Idle inventory in stores collects dust—not profits. Meanwhile, out of stocks online result in disappointed customers. It’s important to reduce both. Why? Because increasingly, buyers are choosing to shop online instead of in-store. In fact, in a September 2021 survey, Fluent Commerce found out that 22% of U.S. consumers and 16% of U.K. consumers planned to do more online shopping for the holidays in 2021 than in the previous year. What does that mean for you?
The ecommerce boom is here to stay. That means you need to increase what’s available to sell online, by using store stock. And use ecommerce to drive more sales at full price. That means you need to get Ship from Store right. Yet many retailers struggle to optimize Ship from Store. Let’s look at the two key areas you need to nail.
When a customer places an order online, can you ship it from the store that makes the most sense? Can you manage stock availability across all your stores so both in-store and online buyers are happy?
If you only ship from one or two Distribution Centers (DCs), it’s simple. But when you add ship from store, it becomes complicated. Will you ship from all of your stores? Only the flagships? The store with the most—or oldest—inventory? It all impacts margins. Meanwhile, today’s consumers want more.
Buyers expect an Amazon-like experience. Accurate stock. Fast delivery. They don’t want to hear that an item is out of stock or canceled. Nor that their order is delayed. In fact, late orders are really bad for repeat purchases. How bad?

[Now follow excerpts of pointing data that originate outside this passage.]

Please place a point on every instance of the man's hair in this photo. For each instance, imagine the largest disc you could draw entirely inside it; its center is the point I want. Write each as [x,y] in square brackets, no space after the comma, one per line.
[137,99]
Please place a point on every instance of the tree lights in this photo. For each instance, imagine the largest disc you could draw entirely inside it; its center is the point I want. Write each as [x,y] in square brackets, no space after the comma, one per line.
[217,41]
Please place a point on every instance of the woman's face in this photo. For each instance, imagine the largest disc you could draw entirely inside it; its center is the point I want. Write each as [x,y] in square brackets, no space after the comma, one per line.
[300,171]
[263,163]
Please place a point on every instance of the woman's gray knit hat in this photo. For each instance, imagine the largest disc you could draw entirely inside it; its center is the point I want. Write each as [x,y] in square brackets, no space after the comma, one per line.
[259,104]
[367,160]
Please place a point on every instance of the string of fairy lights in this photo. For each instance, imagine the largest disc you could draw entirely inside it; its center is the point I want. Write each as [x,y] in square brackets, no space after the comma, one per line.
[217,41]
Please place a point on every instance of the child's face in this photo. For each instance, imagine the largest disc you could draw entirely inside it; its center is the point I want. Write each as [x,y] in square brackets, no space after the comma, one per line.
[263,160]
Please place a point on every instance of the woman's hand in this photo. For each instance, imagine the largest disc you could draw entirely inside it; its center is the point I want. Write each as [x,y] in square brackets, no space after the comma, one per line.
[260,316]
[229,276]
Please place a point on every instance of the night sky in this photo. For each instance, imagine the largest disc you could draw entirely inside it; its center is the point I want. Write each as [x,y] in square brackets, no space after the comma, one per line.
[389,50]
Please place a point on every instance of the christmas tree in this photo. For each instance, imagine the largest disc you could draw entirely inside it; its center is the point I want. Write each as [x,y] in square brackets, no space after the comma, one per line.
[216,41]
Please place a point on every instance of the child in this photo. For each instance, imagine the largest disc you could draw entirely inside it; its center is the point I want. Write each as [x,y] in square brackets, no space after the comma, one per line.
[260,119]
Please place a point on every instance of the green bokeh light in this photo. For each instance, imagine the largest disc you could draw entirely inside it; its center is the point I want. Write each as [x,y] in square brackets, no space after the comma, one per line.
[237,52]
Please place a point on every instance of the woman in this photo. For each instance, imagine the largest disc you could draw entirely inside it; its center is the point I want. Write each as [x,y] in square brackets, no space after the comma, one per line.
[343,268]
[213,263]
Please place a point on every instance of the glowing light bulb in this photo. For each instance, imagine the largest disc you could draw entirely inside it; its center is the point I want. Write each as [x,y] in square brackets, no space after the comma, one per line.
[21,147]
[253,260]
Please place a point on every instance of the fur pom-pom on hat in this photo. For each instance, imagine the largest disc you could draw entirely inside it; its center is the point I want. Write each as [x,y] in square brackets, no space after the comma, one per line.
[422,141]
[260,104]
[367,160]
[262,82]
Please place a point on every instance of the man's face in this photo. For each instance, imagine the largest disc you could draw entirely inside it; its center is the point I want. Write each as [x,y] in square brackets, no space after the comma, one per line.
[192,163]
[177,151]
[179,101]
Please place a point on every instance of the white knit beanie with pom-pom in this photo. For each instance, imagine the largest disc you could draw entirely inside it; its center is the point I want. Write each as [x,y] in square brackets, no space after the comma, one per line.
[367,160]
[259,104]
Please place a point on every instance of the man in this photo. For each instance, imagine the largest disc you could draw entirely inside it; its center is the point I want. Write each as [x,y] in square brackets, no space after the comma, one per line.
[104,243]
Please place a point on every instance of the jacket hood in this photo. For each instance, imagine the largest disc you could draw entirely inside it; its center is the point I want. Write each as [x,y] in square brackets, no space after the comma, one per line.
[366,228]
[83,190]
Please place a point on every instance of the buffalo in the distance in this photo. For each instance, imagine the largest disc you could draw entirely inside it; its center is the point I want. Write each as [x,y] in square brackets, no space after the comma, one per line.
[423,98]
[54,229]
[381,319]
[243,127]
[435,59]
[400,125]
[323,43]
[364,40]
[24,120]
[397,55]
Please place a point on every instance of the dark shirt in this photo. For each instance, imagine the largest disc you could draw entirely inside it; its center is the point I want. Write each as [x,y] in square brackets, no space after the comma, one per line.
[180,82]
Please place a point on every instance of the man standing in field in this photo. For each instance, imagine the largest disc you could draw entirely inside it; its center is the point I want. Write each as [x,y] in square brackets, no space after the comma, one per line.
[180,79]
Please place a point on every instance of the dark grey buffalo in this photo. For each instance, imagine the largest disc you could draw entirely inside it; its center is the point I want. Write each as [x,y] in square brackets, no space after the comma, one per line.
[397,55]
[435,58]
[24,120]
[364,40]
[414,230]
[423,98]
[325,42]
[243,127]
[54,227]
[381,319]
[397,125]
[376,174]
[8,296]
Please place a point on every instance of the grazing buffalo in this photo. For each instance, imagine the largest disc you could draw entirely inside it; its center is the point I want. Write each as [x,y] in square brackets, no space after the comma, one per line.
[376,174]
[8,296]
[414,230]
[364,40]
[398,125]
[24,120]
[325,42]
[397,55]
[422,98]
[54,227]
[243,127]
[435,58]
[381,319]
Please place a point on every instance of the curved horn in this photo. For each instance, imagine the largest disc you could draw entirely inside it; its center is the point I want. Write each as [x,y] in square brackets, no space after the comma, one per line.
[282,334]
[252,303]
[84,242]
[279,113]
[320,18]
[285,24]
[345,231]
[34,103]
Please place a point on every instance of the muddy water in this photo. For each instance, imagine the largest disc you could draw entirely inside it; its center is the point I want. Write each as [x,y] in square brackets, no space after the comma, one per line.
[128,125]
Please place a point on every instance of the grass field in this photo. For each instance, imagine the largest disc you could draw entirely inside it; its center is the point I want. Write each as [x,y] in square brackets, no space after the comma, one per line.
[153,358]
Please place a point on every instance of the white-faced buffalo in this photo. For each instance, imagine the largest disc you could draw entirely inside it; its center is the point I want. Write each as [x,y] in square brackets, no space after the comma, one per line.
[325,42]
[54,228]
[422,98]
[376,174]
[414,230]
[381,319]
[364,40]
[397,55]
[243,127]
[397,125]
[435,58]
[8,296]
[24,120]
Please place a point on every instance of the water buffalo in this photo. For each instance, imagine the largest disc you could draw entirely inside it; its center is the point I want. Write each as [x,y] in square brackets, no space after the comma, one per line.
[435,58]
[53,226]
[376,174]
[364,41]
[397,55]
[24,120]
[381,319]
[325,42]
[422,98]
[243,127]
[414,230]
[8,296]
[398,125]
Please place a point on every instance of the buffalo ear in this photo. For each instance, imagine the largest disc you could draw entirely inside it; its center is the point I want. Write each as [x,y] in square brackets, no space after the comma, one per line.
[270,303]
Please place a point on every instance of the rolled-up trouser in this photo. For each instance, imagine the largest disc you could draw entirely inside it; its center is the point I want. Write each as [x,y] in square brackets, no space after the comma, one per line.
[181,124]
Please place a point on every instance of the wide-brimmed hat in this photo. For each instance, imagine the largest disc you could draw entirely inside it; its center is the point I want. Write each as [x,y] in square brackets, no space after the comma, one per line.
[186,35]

So you need to extract maximum value from each order, across every channel, region, marketplace, and brand. When you optimize your fulfillment logic to ship from the right store, every time, you’ll increase your sell through rate. And reduce markdowns. But when an order is sent to a store, what next?
Do your store staff have the right tools to pick and pack efficiently? Can they see which orders are the highest priority? And is the pick and pack process the right one for your store? Which is more important for your business, speed or accuracy? If you optimize for speed will your order error rate increase? Or could you eliminate steps, like scan to pick, without it being an issue and just scan to pack?
And what about value added services? If you offer gift wrap, samples, or assembly, it’s important to manage those processes too. What’s more, it’s important to keep your customers informed every step of the way. What else should you look out for?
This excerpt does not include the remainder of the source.